Women must stick together

One of the ways to get out of the colour-coded political rut is for rival parties to set a common agenda on shared problems, visualise a more just future together, and work toward what their children will be grateful for. This sounds easier said than done. But civic groups in Chiang Mai have already shown the way.

Despite different political allegiances, they agree that the problems their home town is facing _ from heavy traffic to haze _ stem from top-down control from the Bangkok government and officialdom. No matter what government is in power, they believe their problems will never be solved when policies and budgets are made in Bangkok. Decentralisation is their answer. So for the past year, they have been working together to map out decentralisation blueprints for Chiang Mai and lobby their politicians to answer to their demands for bottom-up democracy.

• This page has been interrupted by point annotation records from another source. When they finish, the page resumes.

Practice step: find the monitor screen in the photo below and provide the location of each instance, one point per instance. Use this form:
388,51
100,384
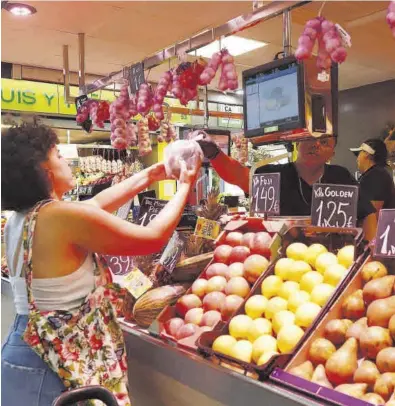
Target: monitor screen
272,100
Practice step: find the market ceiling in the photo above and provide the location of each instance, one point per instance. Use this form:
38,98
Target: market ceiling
121,33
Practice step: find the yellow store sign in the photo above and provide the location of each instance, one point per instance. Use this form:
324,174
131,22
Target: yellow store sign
46,98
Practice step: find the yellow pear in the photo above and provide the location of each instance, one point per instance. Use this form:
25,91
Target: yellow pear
296,251
282,318
288,337
296,299
263,344
255,306
259,327
306,314
321,293
288,288
324,261
310,280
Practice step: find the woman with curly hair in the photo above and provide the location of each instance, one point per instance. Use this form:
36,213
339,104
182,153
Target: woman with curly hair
57,239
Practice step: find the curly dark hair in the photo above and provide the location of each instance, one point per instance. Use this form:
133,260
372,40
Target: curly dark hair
23,180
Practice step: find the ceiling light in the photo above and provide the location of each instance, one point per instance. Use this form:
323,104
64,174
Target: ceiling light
20,9
235,45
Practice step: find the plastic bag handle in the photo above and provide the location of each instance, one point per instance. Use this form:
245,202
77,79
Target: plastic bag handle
71,397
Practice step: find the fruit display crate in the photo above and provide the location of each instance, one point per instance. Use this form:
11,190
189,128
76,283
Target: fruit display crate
333,239
242,225
282,374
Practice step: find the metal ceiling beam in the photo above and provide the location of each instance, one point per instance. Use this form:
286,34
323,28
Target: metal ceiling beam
271,10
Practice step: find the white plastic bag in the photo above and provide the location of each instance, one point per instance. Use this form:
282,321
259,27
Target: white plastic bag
189,151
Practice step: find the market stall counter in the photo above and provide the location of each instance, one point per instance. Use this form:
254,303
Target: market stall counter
160,374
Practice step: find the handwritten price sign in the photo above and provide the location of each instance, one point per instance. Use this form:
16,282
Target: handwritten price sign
266,193
385,237
334,205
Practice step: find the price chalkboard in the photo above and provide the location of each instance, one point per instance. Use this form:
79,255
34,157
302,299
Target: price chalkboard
136,77
172,252
149,209
266,193
334,205
385,237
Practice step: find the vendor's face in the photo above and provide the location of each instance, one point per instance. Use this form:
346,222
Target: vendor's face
59,172
316,152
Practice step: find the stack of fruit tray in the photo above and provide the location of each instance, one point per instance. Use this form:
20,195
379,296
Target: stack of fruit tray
349,359
327,241
265,243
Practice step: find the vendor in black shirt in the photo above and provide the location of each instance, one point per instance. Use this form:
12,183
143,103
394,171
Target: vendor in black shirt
376,183
297,178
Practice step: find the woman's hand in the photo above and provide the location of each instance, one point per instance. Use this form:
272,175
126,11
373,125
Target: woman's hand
157,172
188,176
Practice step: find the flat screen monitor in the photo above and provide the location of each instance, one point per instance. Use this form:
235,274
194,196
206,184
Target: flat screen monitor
273,98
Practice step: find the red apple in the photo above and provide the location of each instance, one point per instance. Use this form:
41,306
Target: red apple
261,244
194,316
231,304
186,303
217,269
213,301
254,266
247,239
173,325
211,318
199,287
222,253
234,238
216,284
187,330
237,286
239,254
235,269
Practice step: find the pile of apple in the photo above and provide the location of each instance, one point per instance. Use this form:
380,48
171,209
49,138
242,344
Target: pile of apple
221,290
356,355
290,300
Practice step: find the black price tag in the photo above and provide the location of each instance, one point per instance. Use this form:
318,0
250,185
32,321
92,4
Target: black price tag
136,77
172,252
124,210
119,265
385,237
80,100
149,209
334,205
266,193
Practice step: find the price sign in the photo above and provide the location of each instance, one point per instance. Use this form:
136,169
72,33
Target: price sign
119,266
124,210
137,283
334,205
172,252
149,209
266,193
207,228
136,77
385,237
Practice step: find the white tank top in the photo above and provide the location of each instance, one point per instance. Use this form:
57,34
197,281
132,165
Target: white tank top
61,293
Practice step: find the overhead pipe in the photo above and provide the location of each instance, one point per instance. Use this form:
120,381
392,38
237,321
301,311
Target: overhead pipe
287,39
66,75
271,10
81,62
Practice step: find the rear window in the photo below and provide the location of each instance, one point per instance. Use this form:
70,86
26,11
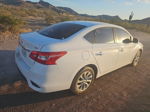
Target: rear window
61,30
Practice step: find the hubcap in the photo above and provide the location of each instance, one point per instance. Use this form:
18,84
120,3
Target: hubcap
84,81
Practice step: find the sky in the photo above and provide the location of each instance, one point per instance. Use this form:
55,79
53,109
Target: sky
122,8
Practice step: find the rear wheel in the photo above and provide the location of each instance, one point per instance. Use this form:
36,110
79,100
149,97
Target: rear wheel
83,80
136,59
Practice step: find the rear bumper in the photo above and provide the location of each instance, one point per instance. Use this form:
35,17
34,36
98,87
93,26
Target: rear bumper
41,78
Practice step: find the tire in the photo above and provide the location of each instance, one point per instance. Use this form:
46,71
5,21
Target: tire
136,59
83,80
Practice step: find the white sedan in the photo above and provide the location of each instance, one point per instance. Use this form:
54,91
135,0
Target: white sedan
71,55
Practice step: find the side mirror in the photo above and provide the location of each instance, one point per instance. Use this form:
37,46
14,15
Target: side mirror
126,41
135,40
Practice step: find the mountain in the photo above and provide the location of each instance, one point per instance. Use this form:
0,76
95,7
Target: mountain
69,10
48,6
12,2
143,21
45,4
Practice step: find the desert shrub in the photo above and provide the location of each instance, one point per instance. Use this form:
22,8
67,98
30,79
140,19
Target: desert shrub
10,23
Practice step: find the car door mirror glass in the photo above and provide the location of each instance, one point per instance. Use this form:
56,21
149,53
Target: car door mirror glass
126,41
135,40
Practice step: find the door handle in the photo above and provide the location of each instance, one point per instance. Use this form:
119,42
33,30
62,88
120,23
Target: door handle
99,54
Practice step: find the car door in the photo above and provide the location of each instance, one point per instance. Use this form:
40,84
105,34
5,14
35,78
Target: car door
105,50
125,49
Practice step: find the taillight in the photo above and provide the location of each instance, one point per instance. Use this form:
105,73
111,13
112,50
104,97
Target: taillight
47,58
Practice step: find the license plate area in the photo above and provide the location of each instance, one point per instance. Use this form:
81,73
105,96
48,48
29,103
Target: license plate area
25,52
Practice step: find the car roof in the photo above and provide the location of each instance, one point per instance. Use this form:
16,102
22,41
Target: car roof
92,23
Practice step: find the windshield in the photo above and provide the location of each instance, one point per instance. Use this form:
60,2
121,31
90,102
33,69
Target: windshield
61,30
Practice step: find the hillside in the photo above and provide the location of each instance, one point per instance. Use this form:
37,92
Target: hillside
143,21
18,14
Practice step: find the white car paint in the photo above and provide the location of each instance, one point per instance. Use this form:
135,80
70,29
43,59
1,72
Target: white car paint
50,78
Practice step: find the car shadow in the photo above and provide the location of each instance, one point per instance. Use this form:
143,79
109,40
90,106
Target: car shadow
8,69
9,74
11,100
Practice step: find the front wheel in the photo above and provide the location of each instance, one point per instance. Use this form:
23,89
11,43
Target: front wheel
136,59
83,80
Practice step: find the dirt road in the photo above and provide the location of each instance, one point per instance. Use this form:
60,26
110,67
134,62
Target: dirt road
124,90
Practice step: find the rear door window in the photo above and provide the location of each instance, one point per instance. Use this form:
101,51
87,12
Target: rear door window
104,35
61,30
121,35
90,36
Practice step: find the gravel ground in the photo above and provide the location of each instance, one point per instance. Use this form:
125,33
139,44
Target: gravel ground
124,90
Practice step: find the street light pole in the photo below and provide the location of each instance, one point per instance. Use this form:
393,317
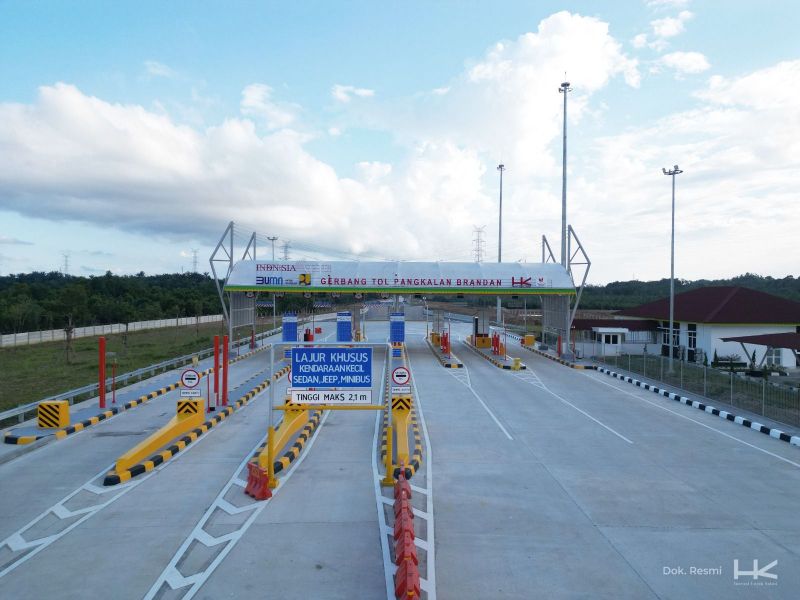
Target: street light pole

This is a lesson women politicians and women's groups in Thailand can learn from.

Whatever their political ideologies, women face similar problems in Thailand's deeply patriarchal society. In national politics, women's representation remains dismally low. While women constitute 52% of the voters, they make up only 15% of MPs and 16% of senators. The percentage drops to only 9% at the local level. In the bureaucracy where women outnumber men, only 17% of women reach the top posts. In short, the gender gap is glaring in national decision-making.

In economic life, the high representation of women in top management has won praise worldwide. But they are a minority. The majority of women are still struggling in the informal sector without proper welfare benefits and protection.

Rich or poor, women face similar cultural and sexual double standards that exposes them to sexual violence and weighs them down with a double workload from jobs and family care obligations.

There is much to be done when a study reveals 44% of women report having been beaten up or raped by their partners, when teen pregnancy is the highest in Asia, when more than 1,000 women die each year from botched abortions, and when 36% of women become HIV positive from intimate partner transmission.

There is much to be done to empower women so they can negotiate safe sex, to provide them with safe and legal access to terminate unplanned pregnancies, and _ more importantly _ to dismantle double sexual standards that underlie the discrimination and violence against women.

This is why the reactions from female politicians from both the government and opposition camps to the insulting and sexist remark by former prime minister Abhisit Vejjajiva toward Prime Minister Yingluck Shinawatra are extremely disappointing.

For opposition women MPs to defend Mr Abhisit's e-ngo or "dumb broad" remark simply shows they are totally blind to sexism and gender oppression.

The pro-government women MPs do not fare any better. Yesterday, they staged a protest by using a woman's traditional pasin wrap-around to shame Mr Abhisit. By doing so, they were endorsing the deeply-rooted sexist view that women are inferior to men.

It's clear that change cannot be left in the hands of politicians. Speak up, be true to higher principles, and pursue shared goals. That is the path chosen by Chiang Mai's decentralisation movement to overcome the political divide, which women's groups working for gender justice should follow.